Accept the end user license agreements by opening the eula.txt text file and replacing the “eula=false” entry with “eula=true” and saving the changes.
Click the server JAR file again to have your Minecraft server created. This process may take a few minutes.
Step 4: Share port
Your Minecraft server must be accessible via an open port for all potential players on the local network or internet. By default, Minecraft provides the TCP port 25565. To check this or to assign a different port, you can open the server.properties file with any text editor (e.g., WordPad) and check or adjust the number at the entry “server-port=...”.
Afterwards, you have to open the respective port on your server. To do this, call up the IONOS Cloud Panel again, switch to the Server & Cloud area and select Network and then Firewall Policies in the left-hand menu area.
Click on the installed operating system and scroll in the following menu to the Incoming menu area.

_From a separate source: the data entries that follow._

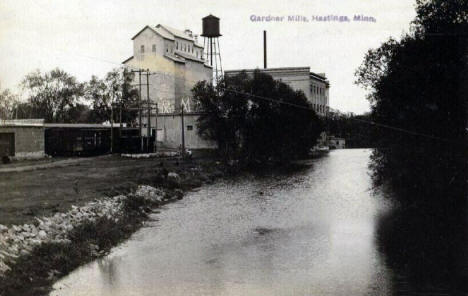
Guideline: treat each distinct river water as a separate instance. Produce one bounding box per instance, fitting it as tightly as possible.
[51,150,468,296]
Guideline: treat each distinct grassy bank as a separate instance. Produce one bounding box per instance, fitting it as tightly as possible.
[0,156,223,296]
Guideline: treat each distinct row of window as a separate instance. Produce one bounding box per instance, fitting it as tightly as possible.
[140,41,202,58]
[313,104,328,113]
[140,44,174,53]
[310,85,325,95]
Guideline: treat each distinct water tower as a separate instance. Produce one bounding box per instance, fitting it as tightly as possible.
[202,14,223,84]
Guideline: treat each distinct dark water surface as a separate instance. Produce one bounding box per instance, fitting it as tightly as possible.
[51,150,463,296]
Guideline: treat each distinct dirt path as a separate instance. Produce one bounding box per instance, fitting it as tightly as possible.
[0,156,204,225]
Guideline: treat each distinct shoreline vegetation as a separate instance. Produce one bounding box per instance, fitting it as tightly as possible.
[0,161,227,296]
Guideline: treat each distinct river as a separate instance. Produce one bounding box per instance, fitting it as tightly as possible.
[50,149,468,296]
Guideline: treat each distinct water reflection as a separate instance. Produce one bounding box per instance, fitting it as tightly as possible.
[377,202,468,295]
[51,150,393,296]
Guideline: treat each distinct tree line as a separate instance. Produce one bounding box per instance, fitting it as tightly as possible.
[192,70,323,166]
[0,68,138,124]
[356,0,468,204]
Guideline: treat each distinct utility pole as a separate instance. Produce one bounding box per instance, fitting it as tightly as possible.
[132,69,144,152]
[146,69,151,153]
[138,69,143,152]
[111,94,114,154]
[154,103,158,152]
[180,105,185,157]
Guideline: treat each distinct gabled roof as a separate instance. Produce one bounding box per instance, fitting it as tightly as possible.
[156,24,203,48]
[156,24,195,41]
[132,25,174,40]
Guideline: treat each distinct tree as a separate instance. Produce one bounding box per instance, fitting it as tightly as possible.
[85,69,138,124]
[0,85,19,120]
[356,0,468,203]
[21,68,83,122]
[193,70,322,164]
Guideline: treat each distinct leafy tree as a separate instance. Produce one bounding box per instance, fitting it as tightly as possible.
[193,70,322,164]
[324,113,376,148]
[356,0,468,203]
[0,85,19,120]
[21,68,83,122]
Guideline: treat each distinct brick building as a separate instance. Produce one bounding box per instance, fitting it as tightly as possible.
[224,67,330,116]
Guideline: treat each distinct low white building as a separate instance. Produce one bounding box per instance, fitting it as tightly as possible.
[224,67,330,116]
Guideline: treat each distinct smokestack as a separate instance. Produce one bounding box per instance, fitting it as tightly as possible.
[263,30,267,69]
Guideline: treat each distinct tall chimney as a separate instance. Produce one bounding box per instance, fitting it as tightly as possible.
[263,30,267,69]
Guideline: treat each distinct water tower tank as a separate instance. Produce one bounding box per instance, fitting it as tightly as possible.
[202,14,221,37]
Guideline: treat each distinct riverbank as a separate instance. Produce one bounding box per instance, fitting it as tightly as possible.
[0,157,224,296]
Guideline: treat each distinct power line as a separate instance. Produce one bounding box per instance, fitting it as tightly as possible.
[220,87,455,143]
[23,47,458,143]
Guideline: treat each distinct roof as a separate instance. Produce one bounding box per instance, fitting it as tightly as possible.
[175,50,205,63]
[224,67,330,86]
[156,24,203,48]
[0,119,44,127]
[202,13,219,20]
[164,54,185,63]
[132,25,174,40]
[154,25,174,40]
[122,56,133,64]
[44,123,113,128]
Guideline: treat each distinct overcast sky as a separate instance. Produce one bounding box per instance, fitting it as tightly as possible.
[0,0,415,113]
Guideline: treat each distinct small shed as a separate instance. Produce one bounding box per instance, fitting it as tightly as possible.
[0,119,45,159]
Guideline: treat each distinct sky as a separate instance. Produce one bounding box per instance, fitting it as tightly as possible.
[0,0,416,114]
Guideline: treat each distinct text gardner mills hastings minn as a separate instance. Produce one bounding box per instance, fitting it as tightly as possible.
[250,14,377,23]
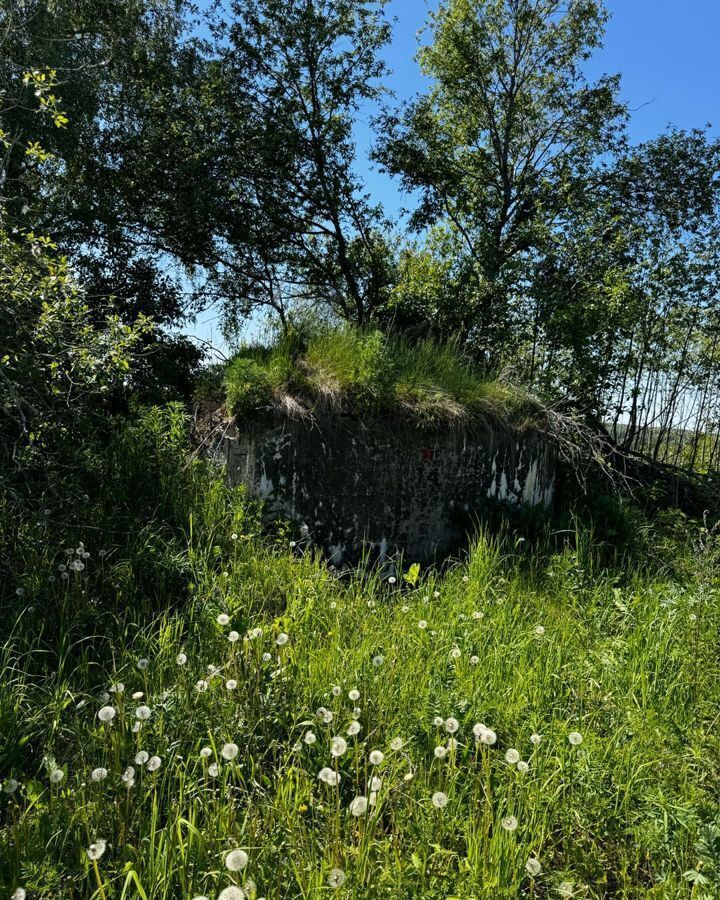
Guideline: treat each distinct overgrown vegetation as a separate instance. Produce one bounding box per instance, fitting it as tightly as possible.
[224,326,543,426]
[0,410,720,900]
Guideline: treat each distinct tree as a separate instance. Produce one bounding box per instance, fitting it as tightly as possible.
[375,0,624,367]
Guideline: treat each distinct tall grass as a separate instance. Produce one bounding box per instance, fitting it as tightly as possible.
[0,411,720,900]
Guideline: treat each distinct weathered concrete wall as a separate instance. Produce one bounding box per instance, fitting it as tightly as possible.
[214,417,555,565]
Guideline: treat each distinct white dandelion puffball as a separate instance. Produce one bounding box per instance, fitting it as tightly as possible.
[218,884,247,900]
[225,849,249,872]
[318,766,340,787]
[85,838,107,862]
[330,734,347,757]
[432,791,447,809]
[98,706,115,722]
[350,797,368,816]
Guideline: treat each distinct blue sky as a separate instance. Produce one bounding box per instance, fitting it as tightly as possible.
[193,0,720,344]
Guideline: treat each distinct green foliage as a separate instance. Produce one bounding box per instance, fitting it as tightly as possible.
[0,407,720,900]
[225,327,541,426]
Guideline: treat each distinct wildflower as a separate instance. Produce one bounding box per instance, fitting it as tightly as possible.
[218,884,247,900]
[225,849,248,872]
[350,797,367,816]
[330,734,347,757]
[318,766,340,787]
[98,706,115,722]
[85,838,107,862]
[432,791,447,809]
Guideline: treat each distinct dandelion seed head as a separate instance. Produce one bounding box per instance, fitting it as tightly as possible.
[225,848,249,872]
[85,838,107,862]
[432,791,447,809]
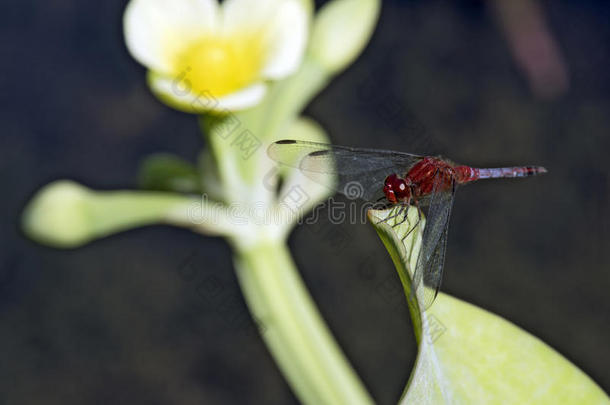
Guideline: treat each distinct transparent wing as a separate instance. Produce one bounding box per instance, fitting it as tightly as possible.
[413,175,456,310]
[267,140,422,201]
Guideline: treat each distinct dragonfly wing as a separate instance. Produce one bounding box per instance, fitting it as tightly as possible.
[413,176,455,310]
[267,140,422,201]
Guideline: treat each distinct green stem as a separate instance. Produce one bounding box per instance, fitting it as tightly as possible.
[235,240,373,405]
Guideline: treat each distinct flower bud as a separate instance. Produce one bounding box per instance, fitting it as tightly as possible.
[23,180,92,248]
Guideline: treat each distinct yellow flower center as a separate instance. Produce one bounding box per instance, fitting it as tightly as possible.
[174,35,264,97]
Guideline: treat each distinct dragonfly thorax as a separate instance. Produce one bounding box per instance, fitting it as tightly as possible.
[383,173,411,204]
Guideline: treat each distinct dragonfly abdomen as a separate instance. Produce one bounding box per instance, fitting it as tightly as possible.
[474,166,546,179]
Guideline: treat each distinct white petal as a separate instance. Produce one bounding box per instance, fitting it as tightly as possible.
[148,72,267,114]
[123,0,219,73]
[222,0,309,79]
[216,83,267,111]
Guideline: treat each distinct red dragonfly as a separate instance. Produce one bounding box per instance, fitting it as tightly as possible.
[267,140,546,310]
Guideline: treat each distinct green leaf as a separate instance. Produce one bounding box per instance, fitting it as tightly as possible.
[369,207,610,404]
[138,153,201,193]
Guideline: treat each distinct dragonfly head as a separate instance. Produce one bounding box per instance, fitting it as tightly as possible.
[383,173,411,204]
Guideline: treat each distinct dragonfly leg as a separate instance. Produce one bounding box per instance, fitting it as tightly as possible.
[377,206,404,224]
[401,199,421,241]
[392,198,411,228]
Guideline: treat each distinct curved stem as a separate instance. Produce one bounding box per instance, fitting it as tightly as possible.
[235,240,373,405]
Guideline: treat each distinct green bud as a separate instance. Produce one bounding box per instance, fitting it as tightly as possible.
[23,180,198,248]
[23,180,92,248]
[309,0,381,73]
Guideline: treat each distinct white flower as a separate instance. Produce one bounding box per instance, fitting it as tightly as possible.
[124,0,309,113]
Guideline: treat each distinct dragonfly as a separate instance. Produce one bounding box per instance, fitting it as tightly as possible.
[267,140,547,310]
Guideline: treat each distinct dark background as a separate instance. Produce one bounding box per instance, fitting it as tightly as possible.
[0,0,610,404]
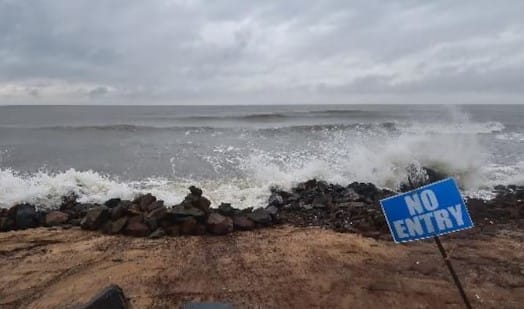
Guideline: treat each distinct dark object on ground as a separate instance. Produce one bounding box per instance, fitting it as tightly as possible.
[180,303,233,309]
[78,284,129,309]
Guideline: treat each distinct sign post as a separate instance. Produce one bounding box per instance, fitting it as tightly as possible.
[380,178,473,309]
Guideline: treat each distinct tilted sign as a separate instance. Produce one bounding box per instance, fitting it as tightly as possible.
[380,178,473,242]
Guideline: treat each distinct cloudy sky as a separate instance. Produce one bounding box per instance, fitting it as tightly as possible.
[0,0,524,104]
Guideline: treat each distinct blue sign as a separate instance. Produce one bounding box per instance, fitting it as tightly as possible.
[380,178,473,243]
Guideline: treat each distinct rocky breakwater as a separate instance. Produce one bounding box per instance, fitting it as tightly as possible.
[0,186,277,238]
[268,179,395,237]
[274,178,524,239]
[0,179,524,239]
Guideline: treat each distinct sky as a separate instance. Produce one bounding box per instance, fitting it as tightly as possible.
[0,0,524,105]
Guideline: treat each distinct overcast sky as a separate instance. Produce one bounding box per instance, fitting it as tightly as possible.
[0,0,524,104]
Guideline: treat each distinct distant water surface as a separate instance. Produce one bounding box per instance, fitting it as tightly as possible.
[0,105,524,207]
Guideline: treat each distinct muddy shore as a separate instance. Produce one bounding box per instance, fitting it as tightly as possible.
[0,174,524,308]
[0,225,524,308]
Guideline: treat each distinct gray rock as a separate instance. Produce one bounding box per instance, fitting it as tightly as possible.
[268,193,284,207]
[248,208,272,225]
[147,200,164,212]
[217,203,240,217]
[44,210,69,226]
[206,213,233,235]
[233,215,255,231]
[124,215,151,237]
[139,193,156,211]
[104,198,121,208]
[146,205,167,220]
[80,206,110,230]
[189,186,202,197]
[110,217,128,234]
[15,204,39,229]
[169,205,206,217]
[111,203,127,221]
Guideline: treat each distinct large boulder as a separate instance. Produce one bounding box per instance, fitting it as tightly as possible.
[44,210,69,226]
[15,204,39,229]
[206,213,233,235]
[80,206,110,230]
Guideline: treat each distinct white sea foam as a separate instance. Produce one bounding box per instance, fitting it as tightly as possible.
[0,109,524,208]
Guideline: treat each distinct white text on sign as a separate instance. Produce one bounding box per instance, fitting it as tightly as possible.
[393,189,464,238]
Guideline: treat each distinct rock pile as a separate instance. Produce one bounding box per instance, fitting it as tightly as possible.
[0,179,524,238]
[269,179,395,237]
[0,186,277,238]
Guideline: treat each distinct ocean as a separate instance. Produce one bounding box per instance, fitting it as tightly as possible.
[0,105,524,208]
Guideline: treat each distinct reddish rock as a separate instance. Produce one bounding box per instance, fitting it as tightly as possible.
[206,213,233,235]
[45,211,69,226]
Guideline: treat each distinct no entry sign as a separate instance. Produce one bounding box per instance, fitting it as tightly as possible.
[380,178,473,243]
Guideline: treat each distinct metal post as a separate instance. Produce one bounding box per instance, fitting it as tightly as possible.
[408,176,472,309]
[434,236,472,309]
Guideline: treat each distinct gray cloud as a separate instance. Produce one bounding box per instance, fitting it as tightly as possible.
[0,0,524,104]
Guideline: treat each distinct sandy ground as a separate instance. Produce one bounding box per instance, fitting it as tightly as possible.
[0,227,524,308]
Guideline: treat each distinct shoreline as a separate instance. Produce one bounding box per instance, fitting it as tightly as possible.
[0,176,524,239]
[0,225,524,309]
[0,180,524,308]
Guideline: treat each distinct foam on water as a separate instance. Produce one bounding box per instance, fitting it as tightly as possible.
[0,109,524,208]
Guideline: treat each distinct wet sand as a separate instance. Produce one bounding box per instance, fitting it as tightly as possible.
[0,226,524,308]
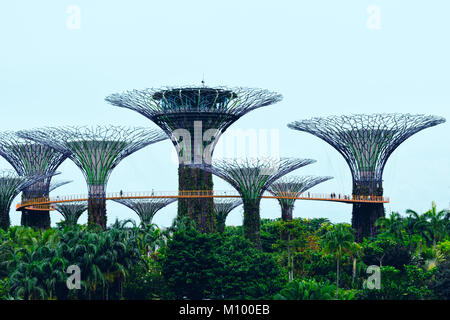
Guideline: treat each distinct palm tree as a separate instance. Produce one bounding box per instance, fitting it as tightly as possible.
[405,209,432,254]
[322,224,355,299]
[424,201,448,250]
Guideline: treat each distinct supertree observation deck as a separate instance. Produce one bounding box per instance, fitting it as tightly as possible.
[55,201,88,226]
[194,158,316,248]
[0,170,55,230]
[106,86,282,232]
[214,199,242,233]
[0,131,68,229]
[114,198,177,226]
[267,176,333,221]
[288,114,445,241]
[18,126,167,229]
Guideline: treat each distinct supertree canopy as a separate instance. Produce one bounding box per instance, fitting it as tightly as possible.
[106,87,282,232]
[18,126,167,229]
[114,198,177,225]
[288,114,445,241]
[55,201,88,226]
[214,198,242,233]
[267,176,333,221]
[0,131,68,229]
[194,158,316,248]
[0,170,55,230]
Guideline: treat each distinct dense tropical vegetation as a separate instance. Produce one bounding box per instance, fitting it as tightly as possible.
[0,203,450,300]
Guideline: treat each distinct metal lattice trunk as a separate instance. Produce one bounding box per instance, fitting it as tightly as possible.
[288,113,445,241]
[18,126,167,229]
[267,176,333,221]
[194,158,316,249]
[214,198,242,233]
[178,164,215,232]
[0,170,55,230]
[0,132,68,229]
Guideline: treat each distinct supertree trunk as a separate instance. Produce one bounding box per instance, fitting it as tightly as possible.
[352,182,385,242]
[243,199,261,250]
[88,186,106,230]
[352,203,384,242]
[216,219,225,233]
[0,208,11,231]
[178,164,215,233]
[20,182,50,229]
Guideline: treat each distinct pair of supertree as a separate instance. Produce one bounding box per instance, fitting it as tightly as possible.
[214,176,332,233]
[106,87,445,245]
[106,87,326,246]
[0,126,167,229]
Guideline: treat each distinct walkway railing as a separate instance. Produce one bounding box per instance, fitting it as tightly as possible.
[16,190,389,211]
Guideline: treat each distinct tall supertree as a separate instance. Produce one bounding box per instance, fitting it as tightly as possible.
[194,158,316,249]
[114,198,177,225]
[288,114,445,241]
[55,201,88,226]
[0,170,55,230]
[0,131,68,229]
[214,199,242,233]
[106,87,282,232]
[267,176,333,221]
[18,126,167,229]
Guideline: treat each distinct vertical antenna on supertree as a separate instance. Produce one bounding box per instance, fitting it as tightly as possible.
[267,176,333,221]
[0,131,68,229]
[195,157,316,249]
[288,113,445,241]
[214,199,242,233]
[114,198,177,226]
[105,83,282,232]
[55,201,88,226]
[18,126,167,229]
[0,170,55,230]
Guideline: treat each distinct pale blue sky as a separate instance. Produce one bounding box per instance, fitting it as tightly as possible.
[0,0,450,226]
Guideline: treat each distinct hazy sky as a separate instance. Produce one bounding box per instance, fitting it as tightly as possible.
[0,0,450,226]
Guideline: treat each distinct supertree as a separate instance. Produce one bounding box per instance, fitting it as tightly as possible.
[288,114,445,241]
[0,131,68,229]
[214,199,242,233]
[18,126,167,229]
[106,86,282,232]
[114,198,177,225]
[55,201,88,226]
[0,170,55,230]
[267,176,333,221]
[194,157,316,249]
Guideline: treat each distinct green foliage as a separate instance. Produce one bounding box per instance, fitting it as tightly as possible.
[162,229,282,299]
[0,202,450,300]
[357,265,434,300]
[162,229,221,299]
[274,279,355,300]
[215,236,283,299]
[432,260,450,300]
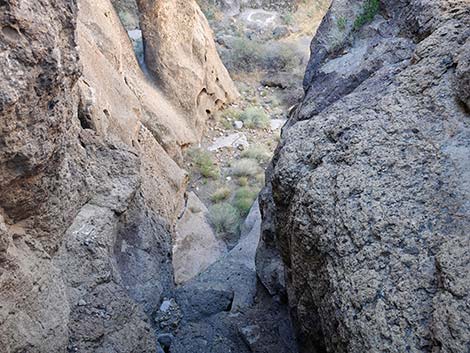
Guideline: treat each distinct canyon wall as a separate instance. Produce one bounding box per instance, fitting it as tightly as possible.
[257,0,470,353]
[0,0,235,353]
[137,0,238,136]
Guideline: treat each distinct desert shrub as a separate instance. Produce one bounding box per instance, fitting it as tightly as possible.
[282,13,294,26]
[221,37,301,72]
[261,42,301,71]
[255,173,265,185]
[337,17,348,32]
[188,148,220,179]
[208,202,240,234]
[354,0,380,30]
[238,177,248,186]
[211,186,232,202]
[242,145,271,163]
[221,108,242,120]
[233,187,258,216]
[232,158,260,177]
[240,107,269,129]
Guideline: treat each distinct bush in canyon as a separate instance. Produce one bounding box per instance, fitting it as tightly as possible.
[240,107,269,129]
[211,186,232,202]
[209,202,240,235]
[188,148,220,179]
[237,177,248,186]
[222,37,301,72]
[262,42,301,71]
[233,187,258,217]
[241,145,271,163]
[232,158,260,177]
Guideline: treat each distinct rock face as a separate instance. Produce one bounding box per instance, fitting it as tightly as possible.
[137,0,238,136]
[173,192,227,284]
[0,0,237,353]
[257,0,470,353]
[170,205,297,353]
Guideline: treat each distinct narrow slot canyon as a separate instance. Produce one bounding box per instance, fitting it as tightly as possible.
[0,0,470,353]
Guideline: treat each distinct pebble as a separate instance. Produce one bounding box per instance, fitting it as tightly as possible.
[78,299,86,306]
[157,333,174,348]
[160,300,171,312]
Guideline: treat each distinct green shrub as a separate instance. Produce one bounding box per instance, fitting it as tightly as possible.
[240,107,270,129]
[242,145,271,163]
[338,17,348,32]
[238,177,248,186]
[354,0,380,30]
[211,186,232,202]
[233,187,258,216]
[232,158,260,177]
[208,202,240,234]
[188,148,220,179]
[225,37,263,72]
[255,173,265,185]
[222,108,241,120]
[262,42,301,71]
[222,37,301,72]
[282,13,294,26]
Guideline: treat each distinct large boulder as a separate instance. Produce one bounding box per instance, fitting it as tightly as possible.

You will see some port entries that are opened by default on the IONOS servers for external communication, for example, port 80 for incoming and outgoing traffic from web servers. In the input line, enter “port 25565” or the port you want to use for your Minecraft server. Leave the field Allowed IP empty. Optionally, you can write a description for the port you want to use. Finally, click on Add rule.
Step 5: Join the server
Now your Minecraft server is ready to go. You can now invite Minecraft Java Edition owners to explore your multiplayer game world at any time. To do this, you just need to share your server’s IP address (this is also the address you connect to when you connect remotely). If you no longer have the IP address of your Minecraft server handy, you can find it out at any time in the Cloud Panel (under Infrastructure > Server). If you assign a domain to your server, users can also join using the Minecraft server domain.
To connect to the server, players now launch the Minecraft application and select the multiplayer section. After clicking on Add Server, they need to enter a server name of their choosing as well as the address of your server. After clicking on Done, your Minecraft server will be available as a selectable server:
After joining the server, you can start right away. You can now explore the world of Minecraft together with your friends.
Step 6: Adjust Minecraft server settings
As a server admin, you can administer Minecraft servers as you wish and adjust your settings. This is done primarily via the server.properties file. You can set the number of players (“max-players=”), change the difficulty level (“difficulty=”), enable or disable PvP (“pvp=”) and make many other modifications. To do this, enter the desired number in the respective line or change the command to “true” or “false”.
For an overview of the various settings options, see the article about the server.properties file on the official Minecraft wiki.